London’s ‘Rolls-Royce’ Commercial Court is in need of a service.

It is boasted that litigants in high-value claims receive a ‘Rolls-Royce’ service (no pun intended) when London is their chosen forum. Certainly the concentration of highly skilled and highly rewarded litigators is remarkable, and a visit to the home of the Commercial Court, the Rolls Building, would seem to confirm that. The fabric of the building is of a specification that bears comparison with the client areas of law firms in the global elite, rather than other English courts.

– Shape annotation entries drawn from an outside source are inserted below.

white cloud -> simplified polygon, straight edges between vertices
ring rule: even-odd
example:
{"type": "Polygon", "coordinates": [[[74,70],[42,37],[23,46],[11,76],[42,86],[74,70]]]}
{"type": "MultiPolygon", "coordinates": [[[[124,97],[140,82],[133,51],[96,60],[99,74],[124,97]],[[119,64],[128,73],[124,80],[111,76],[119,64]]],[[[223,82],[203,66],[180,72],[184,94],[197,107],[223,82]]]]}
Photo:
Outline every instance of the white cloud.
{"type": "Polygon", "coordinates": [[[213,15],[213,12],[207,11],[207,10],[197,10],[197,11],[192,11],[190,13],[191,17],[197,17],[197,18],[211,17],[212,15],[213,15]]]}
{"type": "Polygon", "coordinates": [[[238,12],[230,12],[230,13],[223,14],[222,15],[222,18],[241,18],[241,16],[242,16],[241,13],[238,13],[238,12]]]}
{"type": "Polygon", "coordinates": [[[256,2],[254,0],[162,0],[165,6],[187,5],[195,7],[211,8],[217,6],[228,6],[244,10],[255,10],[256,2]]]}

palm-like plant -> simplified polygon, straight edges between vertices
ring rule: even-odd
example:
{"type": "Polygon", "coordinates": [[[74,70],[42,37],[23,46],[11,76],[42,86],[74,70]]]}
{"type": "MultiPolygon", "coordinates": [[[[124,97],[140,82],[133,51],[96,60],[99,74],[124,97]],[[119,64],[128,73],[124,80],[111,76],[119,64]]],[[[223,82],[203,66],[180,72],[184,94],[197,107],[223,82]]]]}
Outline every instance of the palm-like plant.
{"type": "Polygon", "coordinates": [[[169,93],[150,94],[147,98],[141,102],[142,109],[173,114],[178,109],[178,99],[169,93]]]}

But it is surely worth asking whether the Rolls Royce analogy is apt for some of the wrong reasons – an impractical car that is an expensive way to make a journey, and whose use is about projecting image.

A little harsh? The Commercial Court would be right to ask if its operation needs improvement – a point considered in a report for the lord chief justice by Khawar Qureshi QC (pictured). As Qureshi shows, the judiciary and the quality of decisions are second to none. But a significant minority believe that case management and disclosure are unsatisfactory, that costs are too high, and that the use of IT falls far short.

To take the last point, Wi-Fi access is not the free, convenient type clients find in major law firms, but relies on the less convenient BT Openzone – a small but telling point. Fixing these faults would secure and widen London’s appeal. Ignoring them appears complacent.